Resim: Ryan Hutton
Kutsal Kitap’tan Okunacak Bölüm: Romalılar 1:18–25
Tanrı’nın görünmeyen nitelikleri –sonsuz gücü ve Tanrılığı– dünya yaratılalı beri O’nun yaptıklarıyla anlaşılmakta, açıkça görülmektedir. — Romalılar 1:20
Geçenlerde İspanya’dan bir adamla tanıştım ve onunla din hakkında biraz konuşup Tanrımız’ın büyüklüğüne ve inanlı olmanın bereketlerine tanıklık ettim. Konuşmamız sırasında hümanist (yani insanın yüce varlık olduğuna ve kendisinin temelde iyi olduğuna inanan biri) olduğu açıklığa kavuştu. Ayrıca çevreye karşı sorumlu olmak konusunda epey konuştu ama doğayı yaratan Tanrı’yı kabul etmiyordu.
Daha sonra düşünceye daldığımda aklıma şu sorular geldi: “Her şeyi bilen ve her şeye gücü yeten Tanrı’ya olan imanımız konusunda neyi temel alıyoruz? Neden evreni yaratan Üstün bir Varlığa inanıyoruz?” Her gün gördüğümüz, düşündüğümüz Yaratılış (doğa), onun güzelliği ve düzeni, bize Tanrı’ya işaret etmiyor mu?
Biz körü körüne iman etmiyoruz. İmanımız gerçekleri ve fiziksel gözlerimizle gördüğümüz görülebilir işaretleri temel alır. Bu gece dışarıya çıkıp yıldızlara bakın. Çevrenizdeki doğaya bakıp ona hayranlık duymak için zaman harcayın. İnsanların yeryüzünü yöneten yasalar hakkında öğrenebildiklerini etüt edin.
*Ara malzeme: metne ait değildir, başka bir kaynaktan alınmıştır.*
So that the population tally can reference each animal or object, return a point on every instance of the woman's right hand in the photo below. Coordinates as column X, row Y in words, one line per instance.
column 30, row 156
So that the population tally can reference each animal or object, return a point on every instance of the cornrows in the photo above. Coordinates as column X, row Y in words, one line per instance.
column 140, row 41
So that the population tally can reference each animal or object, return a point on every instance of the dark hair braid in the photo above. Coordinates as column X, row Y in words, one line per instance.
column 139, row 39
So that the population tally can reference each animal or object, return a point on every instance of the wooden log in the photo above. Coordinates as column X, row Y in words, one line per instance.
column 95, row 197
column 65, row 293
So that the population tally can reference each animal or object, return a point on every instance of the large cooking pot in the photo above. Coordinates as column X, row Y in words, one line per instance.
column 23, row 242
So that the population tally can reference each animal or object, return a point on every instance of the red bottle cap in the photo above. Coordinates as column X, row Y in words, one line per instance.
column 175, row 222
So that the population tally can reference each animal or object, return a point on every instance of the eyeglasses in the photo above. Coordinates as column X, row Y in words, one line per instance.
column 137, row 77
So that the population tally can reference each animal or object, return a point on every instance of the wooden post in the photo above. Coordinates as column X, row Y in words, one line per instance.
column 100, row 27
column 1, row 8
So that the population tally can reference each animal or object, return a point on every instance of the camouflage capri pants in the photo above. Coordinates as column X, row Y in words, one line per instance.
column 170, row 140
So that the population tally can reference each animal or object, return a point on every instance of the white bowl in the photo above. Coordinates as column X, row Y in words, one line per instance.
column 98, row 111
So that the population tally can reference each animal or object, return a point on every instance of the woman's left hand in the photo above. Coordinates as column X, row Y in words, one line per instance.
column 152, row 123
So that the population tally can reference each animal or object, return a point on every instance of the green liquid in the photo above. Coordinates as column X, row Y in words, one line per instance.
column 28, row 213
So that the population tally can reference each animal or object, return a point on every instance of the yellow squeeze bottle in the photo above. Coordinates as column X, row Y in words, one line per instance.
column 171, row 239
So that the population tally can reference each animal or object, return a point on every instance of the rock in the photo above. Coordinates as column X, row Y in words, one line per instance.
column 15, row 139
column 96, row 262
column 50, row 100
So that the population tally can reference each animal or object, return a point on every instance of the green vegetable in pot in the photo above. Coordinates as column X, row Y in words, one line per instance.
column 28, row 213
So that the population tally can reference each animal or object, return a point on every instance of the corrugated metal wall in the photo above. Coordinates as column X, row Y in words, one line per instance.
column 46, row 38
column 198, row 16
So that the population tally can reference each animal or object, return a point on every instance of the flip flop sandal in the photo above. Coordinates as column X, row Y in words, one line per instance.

Sonra da tüm bunları Yaratan’ı onurlandırıp yüceltin.
Modern hümanist mantığın, Yaratıcımız, rablerin Rabbi, kralların Kralı olan Kurtarıcımız’a olan basit imanımızı sarsmasına asla izin vermeyin. Yüreklerimizde Tanrı’nın lütuf işini yaşadıktan sonra Kurtarıcımız’ın yaşadığını bildiğimize tanıklık etmekten hiçbir zaman korkmayalım.
Gördüklerim, görmediklerime inanmayı öğretiyor.